En su columna publicada en El Financiero, Gabriel Casillas, economista en jefe para Latinoamérica de Barclays, detalla cinco aspectos clave para México en 2026. Primero, la revisión del T-MEC será central, aunque ya se abordó en una entrega previa. En cuanto al crecimiento, el consenso de analistas proyecta un PIB de 1.2% para 2026, más del doble del 0.4% estimado para este año. Este impulso provendrá del crecimiento en Estados Unidos, potenciado por la 'One Big Beautiful Bill', desregulación y inversiones en inteligencia artificial, además de que no será el primer año de gobierno, lo que evita frenos iniciales.
Sobre la consolidación fiscal, el gobierno de la presidenta Claudia Sheinbaum reducirá el déficit del 5.7% del PIB en 2024 a 4.2% para finales de 2026, considerando los requerimientos financieros del sector público que incluyen a Pemex y CFE. Se estima un apoyo financiero a Pemex de cerca de 50 mil millones de dólares en 2026, tras revisiones del INEGI al PIB nominal que ajustaron el cálculo en unos 500 mil millones de pesos.

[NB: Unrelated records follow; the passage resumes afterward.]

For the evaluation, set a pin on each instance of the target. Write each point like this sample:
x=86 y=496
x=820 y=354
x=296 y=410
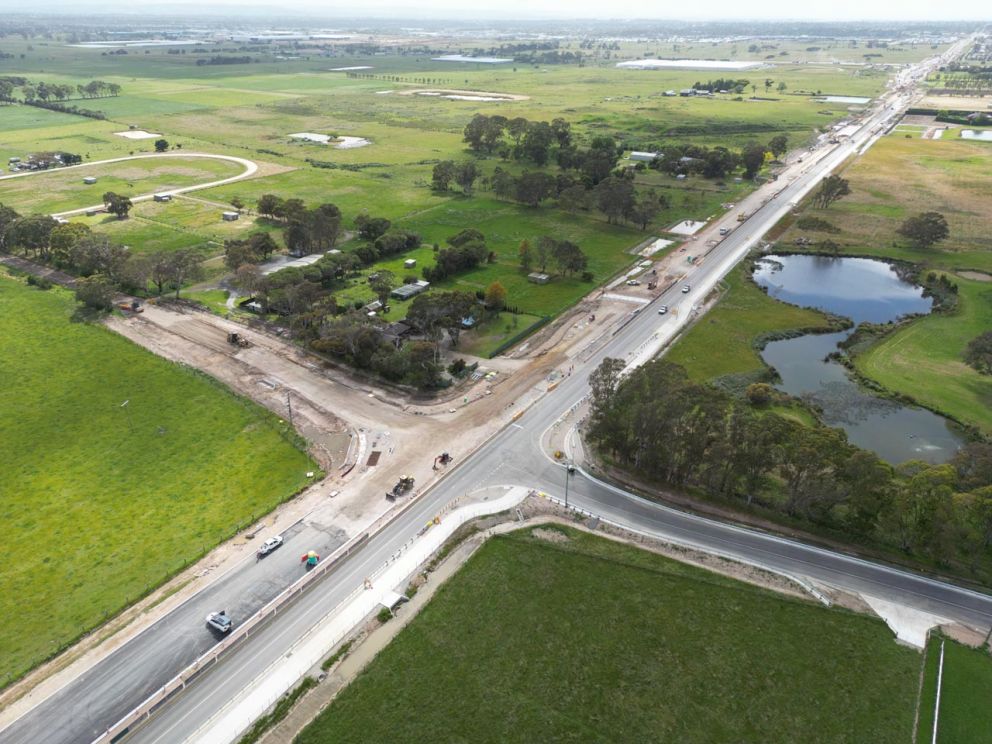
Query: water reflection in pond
x=862 y=290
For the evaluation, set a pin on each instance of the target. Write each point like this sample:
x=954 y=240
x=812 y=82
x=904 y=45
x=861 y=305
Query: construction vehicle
x=238 y=340
x=404 y=484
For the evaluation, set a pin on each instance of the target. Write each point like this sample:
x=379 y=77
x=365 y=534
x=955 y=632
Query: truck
x=404 y=484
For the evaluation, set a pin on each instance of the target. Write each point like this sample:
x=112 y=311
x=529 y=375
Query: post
x=568 y=472
x=127 y=412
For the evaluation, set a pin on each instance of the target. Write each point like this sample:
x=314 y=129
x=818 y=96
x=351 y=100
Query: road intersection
x=83 y=710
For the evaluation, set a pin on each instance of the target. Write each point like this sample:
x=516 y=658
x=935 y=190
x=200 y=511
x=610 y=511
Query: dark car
x=219 y=621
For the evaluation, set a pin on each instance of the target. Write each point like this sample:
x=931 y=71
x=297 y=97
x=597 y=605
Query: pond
x=862 y=290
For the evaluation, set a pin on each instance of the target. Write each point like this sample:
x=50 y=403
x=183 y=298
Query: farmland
x=924 y=360
x=585 y=639
x=735 y=326
x=966 y=686
x=103 y=502
x=249 y=111
x=62 y=191
x=895 y=179
x=899 y=177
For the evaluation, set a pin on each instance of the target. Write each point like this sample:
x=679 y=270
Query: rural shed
x=407 y=291
x=643 y=157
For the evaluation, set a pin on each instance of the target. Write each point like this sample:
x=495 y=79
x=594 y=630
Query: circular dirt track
x=250 y=168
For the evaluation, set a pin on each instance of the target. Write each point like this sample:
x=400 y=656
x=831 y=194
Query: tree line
x=46 y=92
x=690 y=435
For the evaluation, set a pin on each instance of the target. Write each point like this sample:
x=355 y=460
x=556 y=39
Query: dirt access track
x=250 y=169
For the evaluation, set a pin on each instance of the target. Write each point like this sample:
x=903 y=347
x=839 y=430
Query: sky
x=825 y=10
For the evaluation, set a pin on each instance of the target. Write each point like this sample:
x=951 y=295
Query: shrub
x=41 y=282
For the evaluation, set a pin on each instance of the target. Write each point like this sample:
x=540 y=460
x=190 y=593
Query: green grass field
x=723 y=341
x=899 y=177
x=101 y=503
x=924 y=360
x=589 y=640
x=966 y=688
x=62 y=190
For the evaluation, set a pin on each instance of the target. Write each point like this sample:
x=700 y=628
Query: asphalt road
x=117 y=684
x=80 y=712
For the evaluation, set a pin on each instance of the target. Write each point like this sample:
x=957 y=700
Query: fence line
x=936 y=705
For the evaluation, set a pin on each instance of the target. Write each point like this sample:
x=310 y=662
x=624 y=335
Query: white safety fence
x=263 y=691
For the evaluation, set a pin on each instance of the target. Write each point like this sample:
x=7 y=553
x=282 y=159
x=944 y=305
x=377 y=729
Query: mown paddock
x=102 y=502
x=63 y=189
x=899 y=177
x=583 y=639
x=966 y=687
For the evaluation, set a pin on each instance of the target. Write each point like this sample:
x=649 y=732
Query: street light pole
x=568 y=472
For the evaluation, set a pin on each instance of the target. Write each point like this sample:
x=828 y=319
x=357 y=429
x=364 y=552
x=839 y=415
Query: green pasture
x=102 y=503
x=63 y=189
x=899 y=177
x=724 y=340
x=924 y=359
x=584 y=639
x=966 y=687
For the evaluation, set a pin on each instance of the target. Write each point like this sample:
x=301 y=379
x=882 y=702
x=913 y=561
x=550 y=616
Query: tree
x=978 y=353
x=495 y=297
x=574 y=199
x=269 y=205
x=925 y=229
x=615 y=198
x=568 y=256
x=443 y=175
x=526 y=255
x=832 y=188
x=382 y=283
x=753 y=157
x=534 y=187
x=503 y=183
x=96 y=292
x=185 y=266
x=30 y=234
x=371 y=228
x=475 y=131
x=117 y=204
x=237 y=253
x=63 y=240
x=465 y=176
x=778 y=145
x=537 y=142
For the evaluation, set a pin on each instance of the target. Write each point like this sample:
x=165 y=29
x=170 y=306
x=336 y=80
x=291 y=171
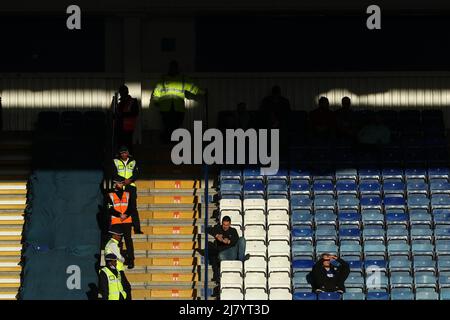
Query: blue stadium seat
x=350 y=217
x=398 y=249
x=374 y=232
x=439 y=186
x=326 y=232
x=354 y=296
x=370 y=217
x=402 y=294
x=442 y=247
x=439 y=173
x=302 y=249
x=323 y=187
x=415 y=173
x=420 y=217
x=301 y=217
x=374 y=295
x=300 y=187
x=442 y=232
x=421 y=232
x=230 y=188
x=418 y=201
x=277 y=187
x=401 y=278
x=370 y=187
x=392 y=173
x=416 y=186
x=254 y=187
x=439 y=200
x=400 y=263
x=299 y=174
x=443 y=262
x=370 y=202
x=369 y=174
x=303 y=233
x=393 y=187
x=347 y=174
x=422 y=248
x=346 y=187
x=304 y=296
x=228 y=174
x=253 y=174
x=349 y=233
x=302 y=265
x=301 y=202
x=329 y=296
x=300 y=279
x=281 y=175
x=445 y=294
x=426 y=294
x=394 y=202
x=397 y=218
x=424 y=263
x=324 y=202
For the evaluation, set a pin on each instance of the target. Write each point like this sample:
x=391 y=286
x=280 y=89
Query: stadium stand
x=388 y=216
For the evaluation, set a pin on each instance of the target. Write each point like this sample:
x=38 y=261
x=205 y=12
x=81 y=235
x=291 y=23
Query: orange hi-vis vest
x=120 y=205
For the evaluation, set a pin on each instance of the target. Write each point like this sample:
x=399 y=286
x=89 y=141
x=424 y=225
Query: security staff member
x=113 y=284
x=125 y=169
x=120 y=207
x=168 y=97
x=113 y=246
x=127 y=114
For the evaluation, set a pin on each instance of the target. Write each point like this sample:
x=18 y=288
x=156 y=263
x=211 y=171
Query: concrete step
x=172 y=230
x=174 y=293
x=177 y=261
x=167 y=184
x=165 y=200
x=173 y=215
x=165 y=245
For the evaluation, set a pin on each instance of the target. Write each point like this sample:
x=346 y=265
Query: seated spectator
x=329 y=274
x=227 y=246
x=275 y=110
x=322 y=120
x=375 y=133
x=345 y=122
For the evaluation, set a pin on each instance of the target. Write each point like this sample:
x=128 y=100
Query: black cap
x=110 y=257
x=123 y=149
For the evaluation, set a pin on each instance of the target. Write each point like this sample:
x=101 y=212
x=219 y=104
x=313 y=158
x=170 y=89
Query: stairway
x=167 y=267
x=15 y=160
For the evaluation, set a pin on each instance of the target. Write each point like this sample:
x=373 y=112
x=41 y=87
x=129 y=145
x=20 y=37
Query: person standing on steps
x=120 y=206
x=113 y=284
x=125 y=169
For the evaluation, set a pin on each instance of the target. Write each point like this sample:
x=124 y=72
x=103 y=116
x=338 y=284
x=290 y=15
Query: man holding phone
x=329 y=274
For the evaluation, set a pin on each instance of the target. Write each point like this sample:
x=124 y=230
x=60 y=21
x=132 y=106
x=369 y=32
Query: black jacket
x=116 y=176
x=103 y=285
x=231 y=234
x=320 y=280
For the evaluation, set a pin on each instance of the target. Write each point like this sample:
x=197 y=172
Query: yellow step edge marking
x=174 y=230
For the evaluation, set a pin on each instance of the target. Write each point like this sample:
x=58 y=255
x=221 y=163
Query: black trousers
x=134 y=214
x=171 y=120
x=126 y=230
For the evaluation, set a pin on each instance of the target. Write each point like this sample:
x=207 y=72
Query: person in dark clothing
x=227 y=245
x=329 y=274
x=121 y=205
x=111 y=279
x=125 y=169
x=127 y=113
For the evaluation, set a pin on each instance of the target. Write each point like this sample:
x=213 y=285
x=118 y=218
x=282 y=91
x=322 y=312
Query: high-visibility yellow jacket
x=170 y=92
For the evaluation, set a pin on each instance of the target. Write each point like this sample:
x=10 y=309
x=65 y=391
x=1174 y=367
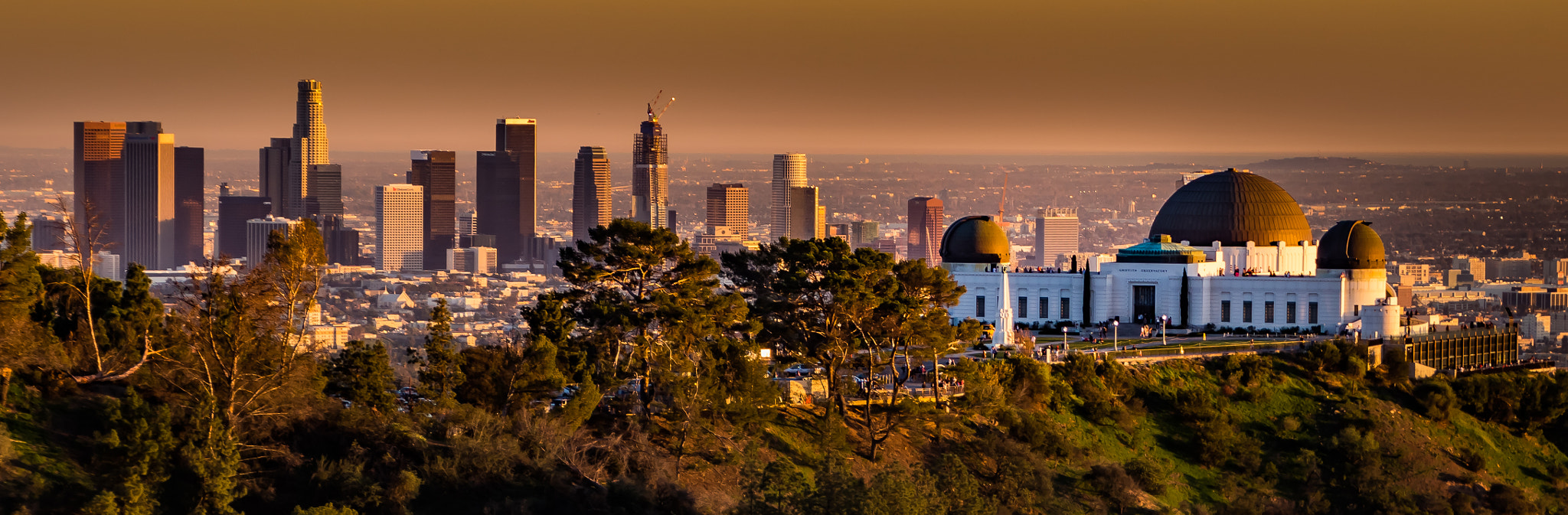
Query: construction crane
x=655 y=116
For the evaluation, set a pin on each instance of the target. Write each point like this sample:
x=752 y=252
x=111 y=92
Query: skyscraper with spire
x=789 y=171
x=311 y=124
x=590 y=191
x=651 y=173
x=505 y=188
x=436 y=171
x=297 y=173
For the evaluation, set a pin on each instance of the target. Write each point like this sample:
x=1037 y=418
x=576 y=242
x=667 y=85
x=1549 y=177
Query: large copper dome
x=1233 y=209
x=975 y=240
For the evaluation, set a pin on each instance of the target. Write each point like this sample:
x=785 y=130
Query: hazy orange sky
x=827 y=77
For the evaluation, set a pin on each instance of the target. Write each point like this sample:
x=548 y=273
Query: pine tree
x=441 y=365
x=1184 y=301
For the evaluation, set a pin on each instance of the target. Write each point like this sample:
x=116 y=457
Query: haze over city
x=818 y=77
x=782 y=259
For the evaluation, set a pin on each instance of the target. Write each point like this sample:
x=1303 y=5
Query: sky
x=966 y=77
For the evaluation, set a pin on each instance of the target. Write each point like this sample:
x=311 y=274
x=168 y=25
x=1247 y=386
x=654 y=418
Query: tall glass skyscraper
x=311 y=124
x=400 y=227
x=505 y=202
x=789 y=171
x=592 y=204
x=651 y=173
x=297 y=173
x=190 y=173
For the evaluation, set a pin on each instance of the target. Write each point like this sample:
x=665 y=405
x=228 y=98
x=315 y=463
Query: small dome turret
x=1351 y=245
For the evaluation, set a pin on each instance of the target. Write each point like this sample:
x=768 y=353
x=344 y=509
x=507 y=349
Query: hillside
x=1234 y=435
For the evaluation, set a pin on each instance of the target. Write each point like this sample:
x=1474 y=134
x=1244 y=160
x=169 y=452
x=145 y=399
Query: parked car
x=802 y=370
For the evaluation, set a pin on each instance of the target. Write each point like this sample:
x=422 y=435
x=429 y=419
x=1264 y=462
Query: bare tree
x=83 y=235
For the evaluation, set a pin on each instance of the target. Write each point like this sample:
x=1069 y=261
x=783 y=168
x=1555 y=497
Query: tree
x=361 y=373
x=642 y=290
x=132 y=455
x=1089 y=299
x=83 y=236
x=441 y=365
x=294 y=265
x=22 y=341
x=550 y=318
x=1436 y=398
x=237 y=370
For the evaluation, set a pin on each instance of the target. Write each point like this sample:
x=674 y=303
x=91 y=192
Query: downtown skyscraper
x=505 y=188
x=728 y=207
x=592 y=204
x=438 y=173
x=297 y=173
x=651 y=173
x=789 y=171
x=926 y=230
x=100 y=181
x=400 y=227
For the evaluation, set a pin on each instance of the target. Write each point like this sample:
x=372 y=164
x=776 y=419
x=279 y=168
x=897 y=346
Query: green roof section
x=1161 y=249
x=975 y=240
x=1233 y=209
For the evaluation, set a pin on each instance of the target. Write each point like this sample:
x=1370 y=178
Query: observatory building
x=1228 y=249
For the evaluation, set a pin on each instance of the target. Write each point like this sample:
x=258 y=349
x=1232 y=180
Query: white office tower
x=107 y=265
x=789 y=171
x=1004 y=317
x=805 y=215
x=468 y=224
x=1056 y=233
x=475 y=260
x=149 y=199
x=256 y=235
x=400 y=227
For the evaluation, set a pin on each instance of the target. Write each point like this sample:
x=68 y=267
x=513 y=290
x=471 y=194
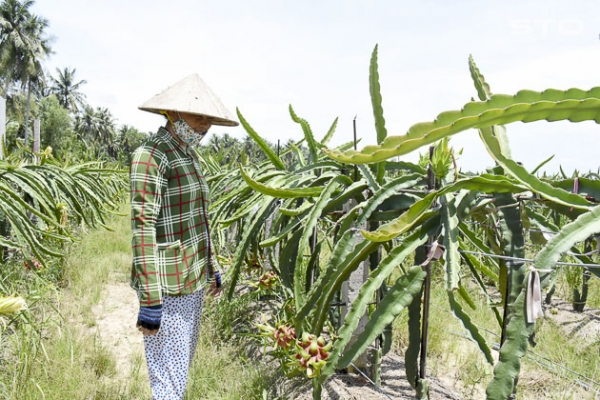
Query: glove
x=149 y=317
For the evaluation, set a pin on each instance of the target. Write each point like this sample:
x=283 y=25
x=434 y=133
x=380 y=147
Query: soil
x=115 y=326
x=393 y=385
x=583 y=326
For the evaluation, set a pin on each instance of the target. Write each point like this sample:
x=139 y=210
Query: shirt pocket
x=172 y=270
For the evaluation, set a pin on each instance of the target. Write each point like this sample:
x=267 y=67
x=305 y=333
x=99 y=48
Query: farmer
x=172 y=257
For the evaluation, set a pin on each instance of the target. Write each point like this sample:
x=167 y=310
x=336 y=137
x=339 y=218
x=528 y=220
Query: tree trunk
x=27 y=108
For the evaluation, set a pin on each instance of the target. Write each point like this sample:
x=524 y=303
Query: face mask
x=187 y=134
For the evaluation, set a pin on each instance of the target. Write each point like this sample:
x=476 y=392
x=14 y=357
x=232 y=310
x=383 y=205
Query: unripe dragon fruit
x=267 y=280
x=311 y=354
x=284 y=336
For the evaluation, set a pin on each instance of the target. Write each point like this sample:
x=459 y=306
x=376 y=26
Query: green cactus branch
x=574 y=105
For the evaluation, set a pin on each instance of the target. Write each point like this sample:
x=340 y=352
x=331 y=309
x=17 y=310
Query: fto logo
x=546 y=27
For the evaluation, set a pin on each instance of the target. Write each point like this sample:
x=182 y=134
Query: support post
x=2 y=126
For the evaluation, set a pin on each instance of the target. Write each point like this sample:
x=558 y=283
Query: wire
x=496 y=346
x=529 y=260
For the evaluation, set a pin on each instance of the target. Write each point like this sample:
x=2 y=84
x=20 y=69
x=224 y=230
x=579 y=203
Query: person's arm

Casillas prevé una 'joroba' inflacionaria en el primer trimestre debido al aumento del IEPS en refrescos, aranceles a importaciones chinas y un alza del 13% en el salario mínimo. Esto complicará el ciclo de reducción de tasas del Banco de México, aunque es posible llegar a 6.50% antes de fin de año. 2026 marcará el último año de Jonathan Heath en la Junta de Gobierno de Banxico, requiriendo un nuevo nombramiento por Sheinbaum.
La agenda política será ligera, con solo la elección de la gubernatura de Coahuila el 7 de junio, un estado gobernado por el PRI desde 1929. Se discute una posible reforma electoral que podría reducir costos al eliminar organismos locales y legisladores federales, pero genera temores sobre la competitividad opositora.